This amazing looking drone mimics the inside of an F1 race car, where the rules of aerodynamics, weight, and strength play incredibly key roles within the design process, Helyx is really a drone that’s designed for racing, and offers a unibody chassis that’s designed entirely using organic generative design. Having a skeleton that feels almost animalistic, the Helyx quadcopter is amazingly light, weighing just 87.5 grams, and offers a max speed of the staggering 208km/h by having an acceleration of -100km/h in 1.2 seconds. To place that into perspective, the Helyx Drone accelerates quicker than the Tesla Roadster, that takes nearly 1.9 seconds to achieve 100km/h. The very best speed of 208km/h also helps make the Helyx among the fastest drones on the planet.
Here is a little backstory about drones in general: An average unmanned aircraft consists of light composite materials to lessen weight while increasing maneuverability. This composite material strength enables military drones to cruise at very high altitudes.
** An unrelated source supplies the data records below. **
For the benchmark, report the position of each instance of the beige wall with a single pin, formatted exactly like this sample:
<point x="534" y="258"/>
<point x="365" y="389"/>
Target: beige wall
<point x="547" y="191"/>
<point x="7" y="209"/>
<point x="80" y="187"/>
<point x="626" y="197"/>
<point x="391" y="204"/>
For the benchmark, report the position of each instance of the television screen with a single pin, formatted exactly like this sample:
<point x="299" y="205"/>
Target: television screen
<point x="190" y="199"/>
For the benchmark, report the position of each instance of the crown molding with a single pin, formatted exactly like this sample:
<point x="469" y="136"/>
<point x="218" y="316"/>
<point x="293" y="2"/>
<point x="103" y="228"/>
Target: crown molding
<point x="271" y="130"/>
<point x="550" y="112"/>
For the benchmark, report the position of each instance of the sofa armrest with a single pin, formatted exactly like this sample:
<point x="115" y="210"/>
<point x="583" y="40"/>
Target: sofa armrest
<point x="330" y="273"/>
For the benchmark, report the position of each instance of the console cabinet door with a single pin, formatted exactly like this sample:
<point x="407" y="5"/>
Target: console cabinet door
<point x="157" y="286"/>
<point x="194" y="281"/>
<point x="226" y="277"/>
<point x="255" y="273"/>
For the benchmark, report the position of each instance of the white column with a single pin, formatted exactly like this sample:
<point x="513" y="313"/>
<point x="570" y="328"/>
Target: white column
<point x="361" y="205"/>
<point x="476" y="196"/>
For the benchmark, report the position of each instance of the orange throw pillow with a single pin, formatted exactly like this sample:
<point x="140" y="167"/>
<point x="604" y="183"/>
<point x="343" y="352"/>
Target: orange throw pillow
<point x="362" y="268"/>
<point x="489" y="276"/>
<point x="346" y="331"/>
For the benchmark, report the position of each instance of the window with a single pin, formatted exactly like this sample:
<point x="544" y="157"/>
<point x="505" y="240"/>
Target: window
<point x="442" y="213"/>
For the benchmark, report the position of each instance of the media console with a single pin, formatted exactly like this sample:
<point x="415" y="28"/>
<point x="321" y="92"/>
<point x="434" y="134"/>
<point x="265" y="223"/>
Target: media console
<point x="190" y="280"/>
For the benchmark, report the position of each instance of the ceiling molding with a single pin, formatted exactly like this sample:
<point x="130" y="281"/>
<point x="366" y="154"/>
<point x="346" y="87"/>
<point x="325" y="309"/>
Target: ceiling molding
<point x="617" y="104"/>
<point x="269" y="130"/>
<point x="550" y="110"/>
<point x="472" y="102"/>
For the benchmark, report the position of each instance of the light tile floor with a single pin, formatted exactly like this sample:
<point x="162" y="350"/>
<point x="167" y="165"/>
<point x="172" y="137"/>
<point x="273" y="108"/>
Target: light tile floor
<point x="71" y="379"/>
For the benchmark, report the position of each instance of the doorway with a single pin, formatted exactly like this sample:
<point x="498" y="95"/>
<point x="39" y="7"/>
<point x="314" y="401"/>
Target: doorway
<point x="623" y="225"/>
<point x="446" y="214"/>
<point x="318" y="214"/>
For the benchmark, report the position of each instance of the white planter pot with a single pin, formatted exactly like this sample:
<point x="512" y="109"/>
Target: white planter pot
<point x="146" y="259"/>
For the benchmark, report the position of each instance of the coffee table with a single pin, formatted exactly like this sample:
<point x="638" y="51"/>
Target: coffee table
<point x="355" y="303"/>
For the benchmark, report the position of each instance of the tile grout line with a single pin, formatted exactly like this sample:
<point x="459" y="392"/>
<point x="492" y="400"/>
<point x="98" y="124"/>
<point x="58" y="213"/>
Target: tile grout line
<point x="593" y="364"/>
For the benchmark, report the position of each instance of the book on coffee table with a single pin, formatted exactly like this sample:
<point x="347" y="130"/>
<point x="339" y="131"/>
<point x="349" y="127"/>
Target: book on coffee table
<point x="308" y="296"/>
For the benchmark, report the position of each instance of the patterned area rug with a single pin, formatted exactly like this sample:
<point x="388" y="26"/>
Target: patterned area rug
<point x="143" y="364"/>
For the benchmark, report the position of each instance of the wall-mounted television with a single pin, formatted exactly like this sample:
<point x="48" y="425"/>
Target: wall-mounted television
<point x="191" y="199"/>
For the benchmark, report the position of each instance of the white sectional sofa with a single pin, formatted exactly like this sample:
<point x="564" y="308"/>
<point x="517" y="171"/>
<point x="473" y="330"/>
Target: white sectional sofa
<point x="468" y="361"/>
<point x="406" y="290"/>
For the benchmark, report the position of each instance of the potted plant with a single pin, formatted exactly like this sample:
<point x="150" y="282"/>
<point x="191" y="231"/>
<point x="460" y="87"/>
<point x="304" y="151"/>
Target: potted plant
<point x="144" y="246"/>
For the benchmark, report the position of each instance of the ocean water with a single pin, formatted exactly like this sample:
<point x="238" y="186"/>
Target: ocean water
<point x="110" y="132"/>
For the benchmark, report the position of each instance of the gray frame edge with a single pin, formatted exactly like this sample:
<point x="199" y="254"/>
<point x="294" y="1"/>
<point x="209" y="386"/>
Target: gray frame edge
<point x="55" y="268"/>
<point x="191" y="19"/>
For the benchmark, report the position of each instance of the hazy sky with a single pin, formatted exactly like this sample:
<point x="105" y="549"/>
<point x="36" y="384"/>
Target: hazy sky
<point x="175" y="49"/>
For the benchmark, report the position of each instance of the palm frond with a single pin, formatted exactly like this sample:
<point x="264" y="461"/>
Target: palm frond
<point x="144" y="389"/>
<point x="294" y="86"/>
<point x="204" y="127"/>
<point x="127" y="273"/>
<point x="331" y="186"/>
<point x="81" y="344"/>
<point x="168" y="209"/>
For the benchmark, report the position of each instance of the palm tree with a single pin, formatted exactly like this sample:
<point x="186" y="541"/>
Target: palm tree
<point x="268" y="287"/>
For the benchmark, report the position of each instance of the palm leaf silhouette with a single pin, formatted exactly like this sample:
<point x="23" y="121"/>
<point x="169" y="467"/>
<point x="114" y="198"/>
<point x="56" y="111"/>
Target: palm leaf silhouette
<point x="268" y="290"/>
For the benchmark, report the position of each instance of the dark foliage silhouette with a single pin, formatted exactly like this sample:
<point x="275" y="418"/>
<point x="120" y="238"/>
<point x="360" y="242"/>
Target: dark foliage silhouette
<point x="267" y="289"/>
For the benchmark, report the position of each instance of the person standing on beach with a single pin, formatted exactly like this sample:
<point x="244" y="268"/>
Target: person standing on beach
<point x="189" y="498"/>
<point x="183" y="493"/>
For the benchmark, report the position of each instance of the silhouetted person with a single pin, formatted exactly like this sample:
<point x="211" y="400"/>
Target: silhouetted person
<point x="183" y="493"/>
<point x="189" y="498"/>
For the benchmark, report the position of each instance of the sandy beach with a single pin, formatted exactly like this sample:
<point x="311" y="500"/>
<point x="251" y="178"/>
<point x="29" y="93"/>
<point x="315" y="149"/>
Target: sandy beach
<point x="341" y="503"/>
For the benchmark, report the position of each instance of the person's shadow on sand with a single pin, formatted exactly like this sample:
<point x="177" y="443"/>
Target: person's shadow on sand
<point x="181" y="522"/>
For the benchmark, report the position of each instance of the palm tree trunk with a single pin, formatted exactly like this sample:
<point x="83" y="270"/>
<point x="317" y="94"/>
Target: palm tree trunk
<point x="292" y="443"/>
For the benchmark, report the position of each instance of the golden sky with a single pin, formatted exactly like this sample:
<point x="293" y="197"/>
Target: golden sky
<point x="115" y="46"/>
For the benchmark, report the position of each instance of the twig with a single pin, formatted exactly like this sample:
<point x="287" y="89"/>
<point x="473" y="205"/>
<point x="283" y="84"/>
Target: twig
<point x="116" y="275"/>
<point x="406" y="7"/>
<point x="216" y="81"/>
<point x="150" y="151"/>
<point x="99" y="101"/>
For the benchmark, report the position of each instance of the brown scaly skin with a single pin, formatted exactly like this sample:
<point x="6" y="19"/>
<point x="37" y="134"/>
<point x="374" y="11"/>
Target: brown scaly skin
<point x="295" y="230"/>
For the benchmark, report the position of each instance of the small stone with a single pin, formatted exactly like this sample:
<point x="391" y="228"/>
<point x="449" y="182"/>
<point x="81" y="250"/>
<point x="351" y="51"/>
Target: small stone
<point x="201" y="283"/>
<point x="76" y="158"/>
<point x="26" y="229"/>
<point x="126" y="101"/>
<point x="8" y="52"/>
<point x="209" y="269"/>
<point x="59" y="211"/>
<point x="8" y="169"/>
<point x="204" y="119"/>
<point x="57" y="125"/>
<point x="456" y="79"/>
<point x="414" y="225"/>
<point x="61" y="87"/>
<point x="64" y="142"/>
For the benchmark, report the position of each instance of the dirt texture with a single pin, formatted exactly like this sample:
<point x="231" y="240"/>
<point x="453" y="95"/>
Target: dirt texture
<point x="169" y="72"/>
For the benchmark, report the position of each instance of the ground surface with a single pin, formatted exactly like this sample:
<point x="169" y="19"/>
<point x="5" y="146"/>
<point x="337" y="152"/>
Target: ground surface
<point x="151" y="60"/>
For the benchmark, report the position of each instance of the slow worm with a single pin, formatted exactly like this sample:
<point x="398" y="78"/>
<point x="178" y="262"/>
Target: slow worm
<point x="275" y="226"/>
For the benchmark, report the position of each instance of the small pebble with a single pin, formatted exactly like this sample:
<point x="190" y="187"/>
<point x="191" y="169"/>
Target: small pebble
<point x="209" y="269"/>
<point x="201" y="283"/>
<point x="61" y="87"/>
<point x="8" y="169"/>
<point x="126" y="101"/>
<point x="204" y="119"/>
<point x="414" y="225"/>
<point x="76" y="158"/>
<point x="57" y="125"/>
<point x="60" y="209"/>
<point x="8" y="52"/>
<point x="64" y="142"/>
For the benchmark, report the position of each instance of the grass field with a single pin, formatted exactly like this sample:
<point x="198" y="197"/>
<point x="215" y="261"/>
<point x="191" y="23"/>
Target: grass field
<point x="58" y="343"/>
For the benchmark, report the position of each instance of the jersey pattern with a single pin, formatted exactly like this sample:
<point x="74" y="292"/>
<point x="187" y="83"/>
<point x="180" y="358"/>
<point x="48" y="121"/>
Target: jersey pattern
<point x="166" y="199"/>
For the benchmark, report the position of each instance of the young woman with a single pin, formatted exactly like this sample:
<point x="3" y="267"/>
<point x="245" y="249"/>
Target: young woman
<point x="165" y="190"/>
The drone is outfitted with various conditions. From the art technology for example infrared cameras, GPS navigation and laser (consumer, commercial and military UAV). Drones are controlled by remote ground control systems (GSC) and also called a ground cockpit
While lots of Helyx’s credit would go to the astounding engineering, its amazing generative design monocoque provides it with a definite edge on other drones. The Helyx’s body combines every aspect important to drone design, with structural support beams, landing gears, bumpers, and cargo distribution built directly into the drone’s singular skeleton. 3D printed while using HP Jet Fusion printer (most likely from carbon fibre), the drone was tested by FPV champion Guiseppe Renaldi in possibly probably the most stunning, dizzyingly fast videos above.